Higher Ed Institutions Reexamine Role of Police in Student Mental Health Care

Updated Oct 26, 2020

Stanford University announced that, in most cases, it will now rely on the Palo Alto Fire Department instead of campus police to transport students put in psychiatric holds to the emergency room.

“We are deeply appreciative of our collaborative working relationship, and we are grateful to partner with you on discussing different options for transporting students who are experiencing a mental health crisis from campus to a hospital,” wrote Dr. Susie Brubaker-Cole, vice provost for student affairs at Stanford, and Dr. Bina Pulkit Patel, director of counseling and psychological services at Stanford, in an Oct. 13 message to Associated Students of Stanford University (ASSU). “We also want to express our gratitude to the many students in and outside of the ASSU who have been committed to raising this issue and addressing this challenge.”

Mental

The decision comes amidst a national conversation about police practices after Black Lives Matter protests this summer, including a reexamination of what part police should play, if any, in responding to mental health crises. Campus police departments – and their place in campus mental health care – are undergoing similar scrutiny.

“In many ways, a college campus is a microcosm of the greater community,” said Laura Horne, chief program officer at Active Minds, a nonprofit focused on student mental health. “That’s why we’re seeing renewed interest in really defining the role of police and really figuring out where they can be helpful.”

From her perspective, university leaders need to think about how to make sure campus police participate in mental health interventions only “when necessary, in a limited manner and ideally with the student’s consent.”

Over the past two years, there have been several incidents where interactions between police and students of color experiencing mental health issues have allegedly resulted in use of force. In 2018, a Cambridge police officer allegedly punched Selorm Ohene, a Black student allegedly found naked and acting erratically. According to the Harvard Black Law Students Association, university health services was called but transferred the call to police. Last year, a viral video showed Black student Gianna Wheeler forcibly removed from her apartment by six American University police officers after a mental wellness check, Black Lives Matter DC reported.

Research shows that students who struggle with mental health are more likely to become victims of violence rather than perpetrators of violence, Horne said. “Mental health is not primarily a conduct or safety issue. It’s primarily a health issue. And when someone is experiencing a physical health concern, our first instinct is not to call the police. We call a doctor. If you’re struggling with your physical health, I can’t even think of the circumstances under which the police might be involved.”

A visible police presence can escalate a mental health episode, especially for students of color, noted Dr. David Rivera, associate professor of counselor education at Queens College and a national advisor for the Steve Fund, a nonprofit that advocates for mental health resources for underrepresented students.

Dr. David RiveraDr. David Rivera

“We know in Black and Latinx communities it’s quite common that they’re overly policed, overly criminalized and overly killed by police officers,” he said. Students from those communities are “probably going to have within their worldview a distrust for the police, and if that’s a part of their worldview and a police officer is now called to attend to a mental health crisis that they’re experiencing, that can trigger that previous trauma of police brutality or police victimization of people of color.”

“That’s the last thing we want to do as a clinician is to put our clients, especially when they’re in their neediest moments, under more duress or pressure or stress,” he added.

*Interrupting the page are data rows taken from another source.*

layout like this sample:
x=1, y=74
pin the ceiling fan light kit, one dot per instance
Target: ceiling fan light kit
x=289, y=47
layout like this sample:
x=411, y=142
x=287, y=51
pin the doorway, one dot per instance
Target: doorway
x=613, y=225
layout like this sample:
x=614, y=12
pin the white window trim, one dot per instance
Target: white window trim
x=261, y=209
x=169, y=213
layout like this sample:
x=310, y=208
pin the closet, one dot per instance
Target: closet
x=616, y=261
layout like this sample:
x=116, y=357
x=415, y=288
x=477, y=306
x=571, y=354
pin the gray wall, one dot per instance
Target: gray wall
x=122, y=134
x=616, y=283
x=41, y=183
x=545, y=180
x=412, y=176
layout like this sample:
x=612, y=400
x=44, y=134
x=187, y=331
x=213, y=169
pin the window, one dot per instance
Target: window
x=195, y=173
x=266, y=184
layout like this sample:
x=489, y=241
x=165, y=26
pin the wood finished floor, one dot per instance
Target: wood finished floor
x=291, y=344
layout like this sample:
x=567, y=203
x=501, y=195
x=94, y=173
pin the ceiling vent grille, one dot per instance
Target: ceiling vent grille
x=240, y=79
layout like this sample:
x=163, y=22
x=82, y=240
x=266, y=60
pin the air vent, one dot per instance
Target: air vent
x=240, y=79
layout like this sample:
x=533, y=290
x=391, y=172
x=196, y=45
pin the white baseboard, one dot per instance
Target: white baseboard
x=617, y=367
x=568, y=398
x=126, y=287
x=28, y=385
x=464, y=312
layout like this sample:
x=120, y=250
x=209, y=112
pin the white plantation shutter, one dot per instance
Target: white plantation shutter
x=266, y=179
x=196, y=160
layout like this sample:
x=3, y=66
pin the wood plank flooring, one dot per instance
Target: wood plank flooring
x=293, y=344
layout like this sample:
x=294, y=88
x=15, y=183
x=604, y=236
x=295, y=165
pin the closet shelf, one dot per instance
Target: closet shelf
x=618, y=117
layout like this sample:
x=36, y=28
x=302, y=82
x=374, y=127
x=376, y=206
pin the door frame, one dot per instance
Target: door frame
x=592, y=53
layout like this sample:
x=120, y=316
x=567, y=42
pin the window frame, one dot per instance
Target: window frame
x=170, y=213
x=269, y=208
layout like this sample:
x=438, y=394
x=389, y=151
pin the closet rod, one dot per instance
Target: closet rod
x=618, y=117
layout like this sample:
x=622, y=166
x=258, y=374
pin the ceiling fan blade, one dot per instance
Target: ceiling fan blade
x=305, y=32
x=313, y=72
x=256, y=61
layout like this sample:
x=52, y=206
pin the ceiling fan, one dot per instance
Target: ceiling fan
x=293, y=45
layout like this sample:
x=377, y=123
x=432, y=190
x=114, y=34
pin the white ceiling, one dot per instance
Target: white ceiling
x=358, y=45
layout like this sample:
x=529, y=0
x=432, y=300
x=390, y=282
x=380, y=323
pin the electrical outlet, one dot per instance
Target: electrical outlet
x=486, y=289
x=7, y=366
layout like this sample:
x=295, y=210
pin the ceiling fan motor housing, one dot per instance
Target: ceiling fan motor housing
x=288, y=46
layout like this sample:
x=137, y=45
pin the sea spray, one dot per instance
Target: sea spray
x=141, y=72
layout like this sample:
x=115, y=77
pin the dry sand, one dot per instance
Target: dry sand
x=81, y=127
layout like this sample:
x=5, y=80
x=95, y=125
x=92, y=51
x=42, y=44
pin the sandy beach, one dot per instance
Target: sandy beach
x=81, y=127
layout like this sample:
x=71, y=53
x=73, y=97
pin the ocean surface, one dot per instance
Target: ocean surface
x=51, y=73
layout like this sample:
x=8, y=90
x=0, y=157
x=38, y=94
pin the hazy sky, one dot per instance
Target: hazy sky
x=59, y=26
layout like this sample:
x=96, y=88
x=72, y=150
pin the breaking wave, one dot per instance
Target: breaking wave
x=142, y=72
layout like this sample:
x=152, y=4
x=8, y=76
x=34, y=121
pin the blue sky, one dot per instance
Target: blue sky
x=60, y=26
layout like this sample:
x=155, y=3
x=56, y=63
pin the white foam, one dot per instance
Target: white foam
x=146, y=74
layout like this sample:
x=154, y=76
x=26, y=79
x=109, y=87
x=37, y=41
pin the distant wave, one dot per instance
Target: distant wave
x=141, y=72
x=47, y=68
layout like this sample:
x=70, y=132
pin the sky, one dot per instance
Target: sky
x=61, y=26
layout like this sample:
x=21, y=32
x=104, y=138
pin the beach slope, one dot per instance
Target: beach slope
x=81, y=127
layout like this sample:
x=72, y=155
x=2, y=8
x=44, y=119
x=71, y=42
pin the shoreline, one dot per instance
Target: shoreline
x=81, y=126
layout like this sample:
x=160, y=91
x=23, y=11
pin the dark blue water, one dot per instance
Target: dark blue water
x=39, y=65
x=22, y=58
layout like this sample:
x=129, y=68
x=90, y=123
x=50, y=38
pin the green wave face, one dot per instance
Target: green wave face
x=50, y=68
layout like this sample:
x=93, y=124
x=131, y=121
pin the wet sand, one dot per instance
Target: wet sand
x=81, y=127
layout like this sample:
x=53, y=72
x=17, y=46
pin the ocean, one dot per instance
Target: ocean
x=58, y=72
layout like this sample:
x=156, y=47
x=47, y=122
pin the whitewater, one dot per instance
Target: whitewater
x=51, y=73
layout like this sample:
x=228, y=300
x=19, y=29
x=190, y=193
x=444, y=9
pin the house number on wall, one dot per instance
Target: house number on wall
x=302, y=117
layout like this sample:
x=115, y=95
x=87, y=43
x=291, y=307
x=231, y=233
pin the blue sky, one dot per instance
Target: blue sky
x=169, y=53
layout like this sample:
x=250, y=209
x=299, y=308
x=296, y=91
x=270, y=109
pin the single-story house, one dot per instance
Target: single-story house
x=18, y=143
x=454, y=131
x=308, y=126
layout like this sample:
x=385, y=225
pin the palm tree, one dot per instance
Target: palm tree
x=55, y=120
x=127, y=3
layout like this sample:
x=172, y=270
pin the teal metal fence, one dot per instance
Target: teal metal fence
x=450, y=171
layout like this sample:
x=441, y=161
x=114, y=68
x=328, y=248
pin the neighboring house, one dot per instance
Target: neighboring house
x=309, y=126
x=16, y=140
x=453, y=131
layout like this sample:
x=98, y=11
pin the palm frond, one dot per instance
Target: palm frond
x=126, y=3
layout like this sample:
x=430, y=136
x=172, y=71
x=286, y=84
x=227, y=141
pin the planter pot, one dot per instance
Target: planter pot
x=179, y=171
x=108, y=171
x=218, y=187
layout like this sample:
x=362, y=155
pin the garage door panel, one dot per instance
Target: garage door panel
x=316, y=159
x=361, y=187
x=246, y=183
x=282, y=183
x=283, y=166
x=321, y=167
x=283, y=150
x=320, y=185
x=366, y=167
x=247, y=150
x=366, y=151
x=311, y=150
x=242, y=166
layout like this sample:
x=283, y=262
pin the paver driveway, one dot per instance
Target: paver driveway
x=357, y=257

That said, in Rivera’s own experience, student counseling centers sometimes need to make a 911 call for students’ safety. But like Stanford, he’s seen universities think creatively about how and when campus police get involved. There are schools that require police be called for mental health emergencies, but a counselor travels with the student to the hospital.

At some colleges with on-campus hospitals, a mental health professional can transport the student without campus security, unless there’s a safety concern for the counselor or student. Rivera has also seen schools appoint a safety wellness liaison, who has police training but responds to calls in plain clothes.

“Optics make a big difference,” he said, and university policies should take that into account.

For Rivera, the most important thing is that whoever responds to a mental health crisis call has extensive training in mental health and de-escalation techniques so they can interpret the situation accurately and with the student’s safety as their number one goal.

Horne also emphasized that campus police need rigorous mental health training, not only to handle mental health emergencies but as a re-envisioning of their role. She wants to see a “campus-wide approach” to mental health that focuses less on responding to crises and more on providing immersive mental health care that could help stop a crisis from happening in the first place. Campus police, like the rest of the campus community, can be a part of a broader public health response.

“With the primary mission of campus police being to ensure public safety, I think there’s a case to be made that students would really benefit [from] seeing that mission broaden to not only include physical safety for the community at large but also providing psychological safety for the individual members of the community in their interactions with the police,” she said. Universities need to pose the question to students: “How can [the] presence of police on campus support both your physical safety and your psychological safety so you can be your best self, do your best work and feel safe in all senses of the word while you’re on campus?”